Daya tarik Sekolah Tomoe adalah kebijakan-kebijakan yang dibuat oleh Mr. Kobayashi
banyak yang tidak sama dengan kebijakan di sekolah-sekolah lain. Seperti
masalah urutan jam pelajaran, Sekolah Tomoe
mewajibkan anak-anak didiknya menentukan sendiri untuk memulai belajar dengan
pelajaran yang mereka sukai. Sehingga setiap anak akan belajar hal yang
berbeda-beda setiap harinya, dari kegiatan inilah siswa diajak untuk berpikir
bebas dan mandiri.
Anak-anak juga seringkali diajak melakukan
kegiatan-kegiatan di luar ruang kelas, mereka dibiarkan belajar langsung dengan
alam sekitar. Salah satunya yang diceritakan Totto-chan pada bab Guru
Pertanian, Mr. Kobayashi mengundang seorang petani untuk mengajari anak-anak
bercocok tanam secara langsung.
Sejak hari
itu, anak-anak sangat menghormati si petani. Setiap kali melihatnya, bahkan dari
kejauhan, mereka berteriak, “Itu guru pertanian kami!” Jika punya sisa pupuk,
Guru Pertanian akan membawanya ke ladang anak-anak menebarkannya di sana.
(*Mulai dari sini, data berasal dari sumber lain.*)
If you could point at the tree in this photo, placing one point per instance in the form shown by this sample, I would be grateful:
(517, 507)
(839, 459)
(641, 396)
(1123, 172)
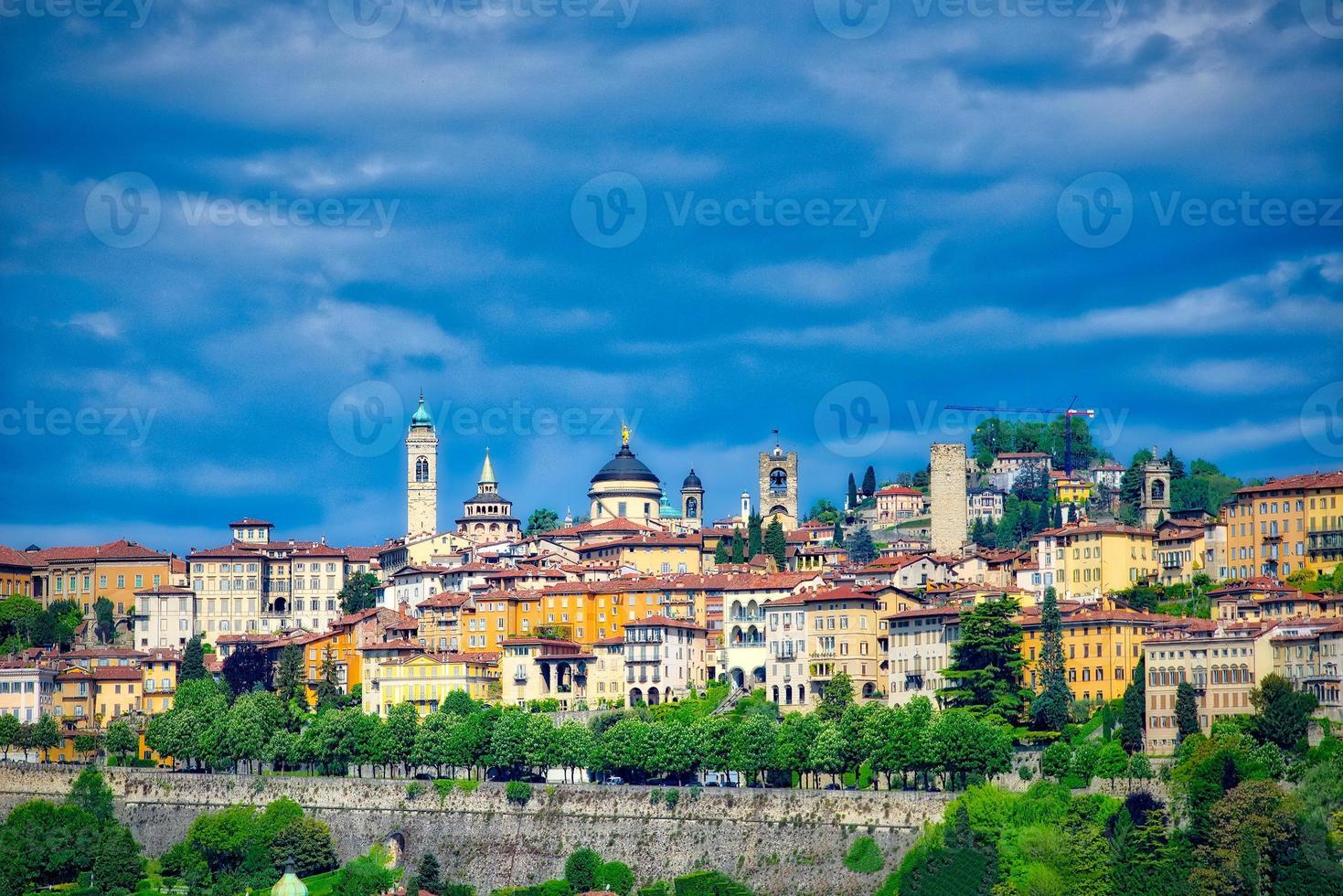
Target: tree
(776, 544)
(1050, 707)
(121, 741)
(986, 664)
(367, 875)
(358, 592)
(91, 795)
(1134, 713)
(581, 869)
(615, 878)
(1113, 761)
(822, 511)
(836, 698)
(1283, 712)
(308, 844)
(1186, 710)
(859, 546)
(869, 483)
(540, 520)
(192, 661)
(753, 538)
(246, 669)
(119, 865)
Begitulah, tanaman anak-anak jadi tumbuh subur. Setiap hari seoran anak disuruh
pergi ke ladang lalu melaporkan perkembangannya kepada Kepala Sekolah dan
anak-anak lain. Anak-anak belajar memahami keajaiban dan kegembiraan yang
mereka rasakan ketika mengamati bagaimana benih yang mereka tanam sendiri
tumbuh menjadi tunas. Setiap kali ada dua-tiga anak yang berkumpul, obrolan
segera beralih ke perkembangan ladang mereka (2011:180).
Filosofi dari kegiatan bercocok tanam itu adalah secara tidak
langsung anak akan belajar betapa susahnya seorang ayah dan ibu membawa pulang
makanan ke rumahnya, sehingga mereka akan menghormati mereka apapun
pekerjaannya. Anak juga akan belajar menghormati pekerjaan orang lain dan tidak
merendahkan seseorang karena pekerjaannya. Selain itu tentu saja banyak ilmu
pengetahuan alam yang mereka serap dari kegiatan bercocok tanam.
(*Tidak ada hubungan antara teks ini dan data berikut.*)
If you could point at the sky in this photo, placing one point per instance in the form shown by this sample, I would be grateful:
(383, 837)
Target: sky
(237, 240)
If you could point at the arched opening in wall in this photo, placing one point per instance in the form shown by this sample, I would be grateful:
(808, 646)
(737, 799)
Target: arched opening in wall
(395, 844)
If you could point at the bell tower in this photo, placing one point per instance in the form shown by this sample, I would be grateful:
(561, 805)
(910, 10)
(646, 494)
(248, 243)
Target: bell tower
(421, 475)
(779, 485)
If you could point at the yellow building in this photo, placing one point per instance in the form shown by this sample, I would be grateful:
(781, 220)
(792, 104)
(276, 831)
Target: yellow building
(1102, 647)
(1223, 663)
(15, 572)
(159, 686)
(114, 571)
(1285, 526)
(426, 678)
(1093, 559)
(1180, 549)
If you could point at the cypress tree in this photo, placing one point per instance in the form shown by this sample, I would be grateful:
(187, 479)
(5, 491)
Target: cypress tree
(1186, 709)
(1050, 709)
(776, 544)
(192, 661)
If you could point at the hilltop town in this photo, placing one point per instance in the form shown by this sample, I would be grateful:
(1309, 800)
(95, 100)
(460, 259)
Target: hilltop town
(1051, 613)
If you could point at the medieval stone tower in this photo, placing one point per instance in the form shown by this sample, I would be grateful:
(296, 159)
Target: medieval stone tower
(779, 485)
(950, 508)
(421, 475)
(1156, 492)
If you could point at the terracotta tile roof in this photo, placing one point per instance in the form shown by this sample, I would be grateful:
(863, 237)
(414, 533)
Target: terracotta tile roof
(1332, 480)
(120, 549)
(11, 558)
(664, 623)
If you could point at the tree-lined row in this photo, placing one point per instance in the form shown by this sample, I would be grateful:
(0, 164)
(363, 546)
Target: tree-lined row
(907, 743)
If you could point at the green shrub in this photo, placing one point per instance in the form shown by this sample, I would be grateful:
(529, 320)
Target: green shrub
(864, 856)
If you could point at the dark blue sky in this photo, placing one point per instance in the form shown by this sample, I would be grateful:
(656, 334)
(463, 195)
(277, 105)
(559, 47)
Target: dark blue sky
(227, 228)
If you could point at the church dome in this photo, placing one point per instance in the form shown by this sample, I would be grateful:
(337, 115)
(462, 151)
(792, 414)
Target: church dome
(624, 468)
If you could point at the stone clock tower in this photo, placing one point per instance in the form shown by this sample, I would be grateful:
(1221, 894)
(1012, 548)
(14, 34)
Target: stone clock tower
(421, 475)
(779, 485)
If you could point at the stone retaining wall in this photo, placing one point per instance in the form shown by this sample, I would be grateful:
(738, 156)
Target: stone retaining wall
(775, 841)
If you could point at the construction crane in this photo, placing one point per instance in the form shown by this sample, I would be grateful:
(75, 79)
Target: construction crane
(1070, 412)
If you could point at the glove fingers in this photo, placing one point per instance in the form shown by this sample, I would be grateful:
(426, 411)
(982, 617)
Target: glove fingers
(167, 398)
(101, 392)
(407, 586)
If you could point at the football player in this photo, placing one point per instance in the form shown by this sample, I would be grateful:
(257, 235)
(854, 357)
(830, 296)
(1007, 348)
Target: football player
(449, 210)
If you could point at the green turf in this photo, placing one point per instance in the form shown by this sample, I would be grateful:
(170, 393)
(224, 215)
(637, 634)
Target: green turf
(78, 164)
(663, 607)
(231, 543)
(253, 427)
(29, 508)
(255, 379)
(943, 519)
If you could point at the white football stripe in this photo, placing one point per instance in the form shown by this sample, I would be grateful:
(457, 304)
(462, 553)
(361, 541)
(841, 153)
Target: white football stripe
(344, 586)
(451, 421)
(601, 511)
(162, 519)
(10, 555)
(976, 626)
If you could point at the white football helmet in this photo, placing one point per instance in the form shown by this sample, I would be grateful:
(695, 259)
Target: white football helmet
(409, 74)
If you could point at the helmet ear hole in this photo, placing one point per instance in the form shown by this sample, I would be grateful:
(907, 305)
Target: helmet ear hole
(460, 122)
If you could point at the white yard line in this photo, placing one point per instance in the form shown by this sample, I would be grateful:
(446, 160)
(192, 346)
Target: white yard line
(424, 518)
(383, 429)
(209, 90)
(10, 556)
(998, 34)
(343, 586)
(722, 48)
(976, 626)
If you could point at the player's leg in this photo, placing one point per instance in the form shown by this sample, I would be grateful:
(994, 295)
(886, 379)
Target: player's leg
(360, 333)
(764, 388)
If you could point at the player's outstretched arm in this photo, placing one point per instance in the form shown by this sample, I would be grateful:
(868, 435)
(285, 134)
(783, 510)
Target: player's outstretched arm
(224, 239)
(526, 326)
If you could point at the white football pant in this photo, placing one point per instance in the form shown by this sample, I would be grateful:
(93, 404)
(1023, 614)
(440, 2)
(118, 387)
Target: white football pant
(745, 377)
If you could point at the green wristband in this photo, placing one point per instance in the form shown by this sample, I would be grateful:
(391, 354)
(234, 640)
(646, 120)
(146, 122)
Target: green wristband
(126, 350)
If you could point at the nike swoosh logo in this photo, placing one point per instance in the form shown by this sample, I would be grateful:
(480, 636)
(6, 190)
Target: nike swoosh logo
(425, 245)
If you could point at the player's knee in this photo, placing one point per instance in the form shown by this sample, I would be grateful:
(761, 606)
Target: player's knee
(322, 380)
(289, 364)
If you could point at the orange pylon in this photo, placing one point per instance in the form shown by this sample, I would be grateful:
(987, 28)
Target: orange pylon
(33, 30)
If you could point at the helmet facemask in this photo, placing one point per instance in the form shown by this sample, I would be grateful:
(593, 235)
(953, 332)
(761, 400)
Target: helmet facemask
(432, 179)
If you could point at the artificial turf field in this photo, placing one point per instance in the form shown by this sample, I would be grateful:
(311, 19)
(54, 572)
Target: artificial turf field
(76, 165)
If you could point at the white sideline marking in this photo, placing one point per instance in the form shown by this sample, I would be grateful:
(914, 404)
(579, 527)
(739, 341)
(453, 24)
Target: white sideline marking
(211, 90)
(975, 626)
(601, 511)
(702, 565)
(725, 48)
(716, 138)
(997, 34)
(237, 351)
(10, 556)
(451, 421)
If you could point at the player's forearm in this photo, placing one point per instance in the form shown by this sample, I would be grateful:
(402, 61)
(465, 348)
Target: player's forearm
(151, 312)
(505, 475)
Di Sekolah Tomoe ada juga pelajaran musik khusus yang diterapkan oleh Mr.
Kobayashi, yaitu pelajaran Euritmik, semacam pendidikan tentang ritme atau
irama khusus yang diciptakan seorang guru musik dan pencipta lagu berkebangsaan
Swiss, Emile Jaques Dalcroze. Menurut Sosaku Kobayashi yang dituliskan
pengarang, “Euritmik adalah olahraga yang menghaluskan mekanisme tubuh;
olahraga yang mengajari otak cara menggunakan dan mengendalikan tubuh; olahraga
yang memungkinkan raga dan pikiran memahami irama. Mempraktekkan euritmik
membuat kepribadian anak-anak bersifat ritmik. Kepribadian yang ritmik itu
kuat, indah, selaras dengan alam, dan mematuhi hukum-hukumnya” (2011:101-102). Dalam
novel, Tetsuko Kuroyanagi menjelaskan bagaimana pelajaran euritmik mereka
diterapkan di sekolah melalui sosok Totto-chan.
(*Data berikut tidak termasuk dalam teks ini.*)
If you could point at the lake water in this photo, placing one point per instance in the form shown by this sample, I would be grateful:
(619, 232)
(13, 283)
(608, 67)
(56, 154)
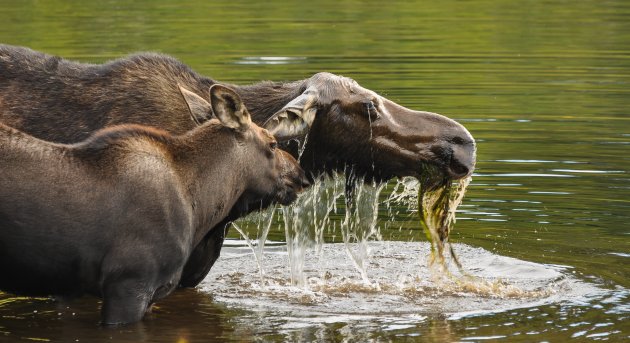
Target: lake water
(544, 87)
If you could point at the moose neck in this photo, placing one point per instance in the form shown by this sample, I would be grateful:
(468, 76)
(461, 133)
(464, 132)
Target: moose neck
(211, 153)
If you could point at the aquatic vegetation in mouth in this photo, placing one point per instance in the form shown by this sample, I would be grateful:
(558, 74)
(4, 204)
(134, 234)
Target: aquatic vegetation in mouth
(438, 200)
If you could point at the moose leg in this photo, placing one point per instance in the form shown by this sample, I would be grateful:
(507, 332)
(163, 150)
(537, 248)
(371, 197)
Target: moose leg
(203, 257)
(124, 302)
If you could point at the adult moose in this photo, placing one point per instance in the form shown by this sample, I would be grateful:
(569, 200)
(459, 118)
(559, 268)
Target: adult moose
(349, 128)
(118, 214)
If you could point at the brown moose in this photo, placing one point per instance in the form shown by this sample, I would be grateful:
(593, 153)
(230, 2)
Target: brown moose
(118, 215)
(340, 125)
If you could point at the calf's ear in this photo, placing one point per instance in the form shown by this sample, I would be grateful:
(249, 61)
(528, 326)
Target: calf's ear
(229, 108)
(200, 110)
(295, 118)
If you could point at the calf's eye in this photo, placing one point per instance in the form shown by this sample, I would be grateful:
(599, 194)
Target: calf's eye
(371, 110)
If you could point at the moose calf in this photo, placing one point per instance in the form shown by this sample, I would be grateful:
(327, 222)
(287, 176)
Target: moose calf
(119, 214)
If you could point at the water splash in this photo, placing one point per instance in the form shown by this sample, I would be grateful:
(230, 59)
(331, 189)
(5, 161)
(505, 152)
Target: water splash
(264, 220)
(306, 220)
(360, 225)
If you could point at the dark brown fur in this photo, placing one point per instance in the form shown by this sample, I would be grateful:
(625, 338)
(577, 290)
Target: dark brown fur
(64, 101)
(119, 214)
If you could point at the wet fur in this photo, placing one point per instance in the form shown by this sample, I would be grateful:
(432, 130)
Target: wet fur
(119, 214)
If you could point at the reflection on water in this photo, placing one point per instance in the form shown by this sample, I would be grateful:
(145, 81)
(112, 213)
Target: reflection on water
(542, 86)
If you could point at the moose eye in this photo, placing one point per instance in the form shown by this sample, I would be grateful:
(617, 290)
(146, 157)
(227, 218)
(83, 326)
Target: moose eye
(371, 110)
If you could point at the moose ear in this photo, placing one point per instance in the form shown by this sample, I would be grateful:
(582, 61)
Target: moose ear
(229, 108)
(200, 109)
(295, 118)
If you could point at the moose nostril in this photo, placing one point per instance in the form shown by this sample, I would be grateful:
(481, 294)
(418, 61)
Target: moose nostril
(459, 170)
(304, 182)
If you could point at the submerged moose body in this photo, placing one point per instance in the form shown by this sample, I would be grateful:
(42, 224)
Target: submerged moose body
(338, 125)
(118, 215)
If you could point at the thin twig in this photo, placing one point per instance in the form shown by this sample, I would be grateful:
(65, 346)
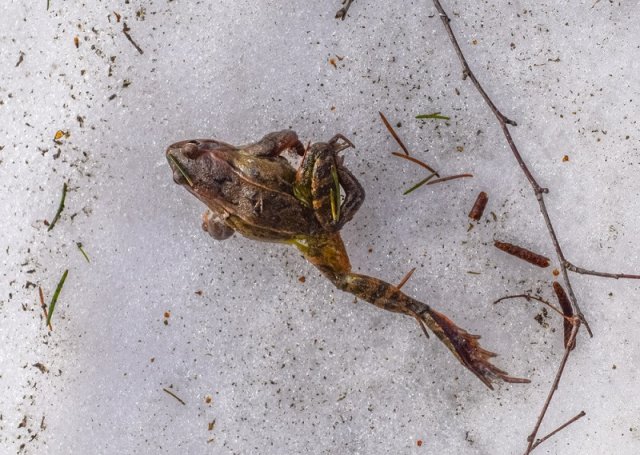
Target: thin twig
(126, 30)
(554, 386)
(404, 280)
(79, 245)
(175, 396)
(530, 297)
(419, 184)
(617, 276)
(342, 12)
(60, 207)
(560, 428)
(394, 134)
(537, 189)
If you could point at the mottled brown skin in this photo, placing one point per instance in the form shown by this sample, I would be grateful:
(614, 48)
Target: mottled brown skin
(253, 190)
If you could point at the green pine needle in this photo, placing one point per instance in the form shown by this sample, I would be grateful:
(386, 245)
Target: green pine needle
(435, 116)
(54, 299)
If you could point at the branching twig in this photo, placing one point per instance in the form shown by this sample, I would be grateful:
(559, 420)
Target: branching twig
(617, 276)
(537, 189)
(530, 297)
(554, 386)
(560, 428)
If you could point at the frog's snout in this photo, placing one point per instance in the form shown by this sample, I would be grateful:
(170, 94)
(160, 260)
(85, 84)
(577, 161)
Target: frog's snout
(181, 157)
(189, 149)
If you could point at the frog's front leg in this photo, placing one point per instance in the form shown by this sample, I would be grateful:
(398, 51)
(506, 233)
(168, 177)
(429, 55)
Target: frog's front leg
(273, 144)
(319, 179)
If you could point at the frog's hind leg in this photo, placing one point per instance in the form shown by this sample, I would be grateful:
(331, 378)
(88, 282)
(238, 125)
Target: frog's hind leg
(462, 344)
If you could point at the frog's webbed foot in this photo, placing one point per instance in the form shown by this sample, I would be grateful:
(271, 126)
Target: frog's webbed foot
(273, 144)
(466, 348)
(216, 227)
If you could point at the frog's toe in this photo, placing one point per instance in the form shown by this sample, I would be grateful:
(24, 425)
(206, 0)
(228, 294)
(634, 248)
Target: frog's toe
(215, 226)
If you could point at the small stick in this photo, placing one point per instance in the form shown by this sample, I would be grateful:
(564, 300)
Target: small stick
(175, 396)
(79, 245)
(417, 161)
(406, 278)
(522, 253)
(434, 116)
(560, 428)
(617, 276)
(44, 306)
(565, 304)
(54, 299)
(342, 12)
(478, 207)
(393, 133)
(554, 386)
(126, 30)
(530, 297)
(60, 207)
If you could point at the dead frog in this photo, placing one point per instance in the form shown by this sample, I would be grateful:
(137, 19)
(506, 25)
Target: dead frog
(253, 190)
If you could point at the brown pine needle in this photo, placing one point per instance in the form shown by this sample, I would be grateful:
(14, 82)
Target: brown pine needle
(417, 161)
(44, 306)
(393, 133)
(404, 280)
(175, 396)
(451, 177)
(419, 184)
Sistem pendidikan yang diterapkan Mr.
Kobayashi tersebut menunjukkan betapa pandainya dia dalam memahami karakter
anak-anak dan mengembangkannya. Walaupun dicap banyak orang bahwa sistemnya
menentang sistem pendidikan yang berlaku waktu itu dan belum teruji
keberhasilannya, namun Sekolah Tomoe
nyatanya dapat bertahan hanya dengan 50 muridnya dan semua anak-anak itu pada
akhirnya menjadi orang-orang sukses.
Kepala
sekolah tidak menerapkan sistem pendidikan yang berlaku umum ketika itu, yaitu
sistem yang lebih menekankan pada kata-kata tertulis dan cenderung menyempitkan
presepsi indrawi anak-anak terhadap alam. Sistem itu juga menghilangkan
kepekaan intuitif mereka akan suara Tuhan yang pelan dan menenagkan, yaitu
inspirasi (2011:105).
Nilai Moral
Tetsuko Kuroyanagi bukan hanya menceritakan
sistem pendidikan yang diterapkan dalam Sekolah Tomoe, namun juga pelajaran-pelajaran moral yang dia peroleh.
Tetsuko Kuroyanagi tanpa mau-malu menceritakan bahwa Totto-chan kecil adalah
seorang anak yang tidak bisa diam dan memiliki rasa keingintahuan sangat besar.
Totto-chan juga seringkali tidak dapat menahan rasa keingintahuannya itu,
sehingga dia akan mencoba hal-hal aneh yang terkadang dianggap mengganggu.
Itulah mengapa Totto-chan dikeluarkan dari sekolah pertamanya dan dianggap
sebagai anak nakal. Untunglah ada Sekolah Tomoe
dengan kepala sekolahnya Sosaku Kobayashi yang meyakini bahwa sejatinya setiap
anak mempunyai watak yang baik.
.... Dia
yakin, setiap anak dilahirkan dengan watak baik, yang dengan mudah bisa rusak
karena lingkungan mereka atau karena pengaruh-pengaruh buruk orang dewasa.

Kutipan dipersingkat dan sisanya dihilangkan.